O. Macrì, Intorno ad alcune ragioni non formali della poesia, «Letteratura», III, 3, 1939, pp. 141-53).
O. Macrì, Giovanni Boine, «Letteratura», III, 4, 1939, pp. 123-41.
O. Macrì, Poesia e mito nella filosofia di G.B. Vico, «Archivio di Storia della Filosofia Italiana», VI,  3, 1937, pp. 258-282.
O. Macrì, L’estetica del Vico avanti la «Scienza nuova», «Convivium», XI, 4, 1939, pp. 423-458.
O. Macrì, Recensione a T. Landolfi, Dialogo dei massimi sistemi, La Pietra Lunare, Il Mar delle Blatte e altre storie, «Letteratura», IV, 2, 1940, pp. 144-8.

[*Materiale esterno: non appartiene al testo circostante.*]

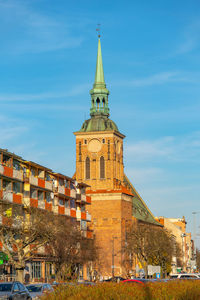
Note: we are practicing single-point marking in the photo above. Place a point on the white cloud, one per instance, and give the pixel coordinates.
(173, 149)
(35, 32)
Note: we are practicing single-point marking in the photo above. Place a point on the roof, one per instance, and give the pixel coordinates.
(140, 209)
(98, 123)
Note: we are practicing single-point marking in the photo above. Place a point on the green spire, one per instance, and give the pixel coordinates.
(99, 93)
(99, 76)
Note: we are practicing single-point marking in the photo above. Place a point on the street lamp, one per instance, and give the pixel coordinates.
(194, 229)
(113, 256)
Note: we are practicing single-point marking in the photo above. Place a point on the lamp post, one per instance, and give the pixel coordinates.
(194, 231)
(113, 256)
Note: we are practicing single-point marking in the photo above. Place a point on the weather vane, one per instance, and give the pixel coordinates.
(98, 30)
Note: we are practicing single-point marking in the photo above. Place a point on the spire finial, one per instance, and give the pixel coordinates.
(99, 30)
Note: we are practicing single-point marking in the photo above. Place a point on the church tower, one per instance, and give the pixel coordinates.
(99, 151)
(99, 164)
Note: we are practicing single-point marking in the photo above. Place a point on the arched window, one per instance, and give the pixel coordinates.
(98, 104)
(102, 167)
(87, 168)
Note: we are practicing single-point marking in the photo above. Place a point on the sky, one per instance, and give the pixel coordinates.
(151, 58)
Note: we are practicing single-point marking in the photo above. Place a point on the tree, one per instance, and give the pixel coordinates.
(69, 247)
(151, 245)
(26, 232)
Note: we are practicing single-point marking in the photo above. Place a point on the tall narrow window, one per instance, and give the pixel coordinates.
(108, 150)
(79, 147)
(87, 168)
(102, 167)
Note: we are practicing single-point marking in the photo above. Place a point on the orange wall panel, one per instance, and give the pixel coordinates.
(17, 198)
(34, 202)
(73, 213)
(61, 210)
(88, 199)
(83, 215)
(48, 206)
(67, 192)
(8, 171)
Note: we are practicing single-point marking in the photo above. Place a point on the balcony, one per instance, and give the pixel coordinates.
(61, 189)
(78, 214)
(33, 180)
(88, 216)
(18, 174)
(41, 204)
(72, 193)
(8, 196)
(88, 199)
(1, 169)
(48, 185)
(67, 211)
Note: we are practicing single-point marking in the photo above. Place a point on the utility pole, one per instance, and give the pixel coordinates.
(113, 256)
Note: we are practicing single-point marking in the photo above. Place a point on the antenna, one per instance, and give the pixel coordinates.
(98, 30)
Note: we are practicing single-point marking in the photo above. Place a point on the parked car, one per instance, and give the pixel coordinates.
(136, 280)
(38, 289)
(14, 290)
(114, 279)
(185, 276)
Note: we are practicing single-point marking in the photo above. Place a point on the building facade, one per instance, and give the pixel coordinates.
(177, 226)
(27, 183)
(99, 164)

O. Macrì, L’arte nella psicologia di C.G. Jung con un risguardo al Vico, «La Ruota», aprile 1943, pp. 110-116.
S. Ramat, Oreste Macrì, in Letteratura italiana. I critici, V, Marzorati, Milano, 1969, pp. 3891-3904. 
E. Biagini, Aspetti della «realtà» del simbolo in Oreste Macrì, «Paradigma», VI, 1985, pp. 11-44.
G. Chiappini (a cura di), Bibliografia degli scritti di O. M., Opuslibri, Firenze, 1989.
A. Dolfi, Macrì, Oreste, in Dizionario Biografico degli Italiani, 67, 2006.
D. Collini, «L’altro, il dialogo, lo specchio che si rifrange». Carteggio Anceschi-Macrì (1941-1994), Firenze University Press, Firenze, 2020.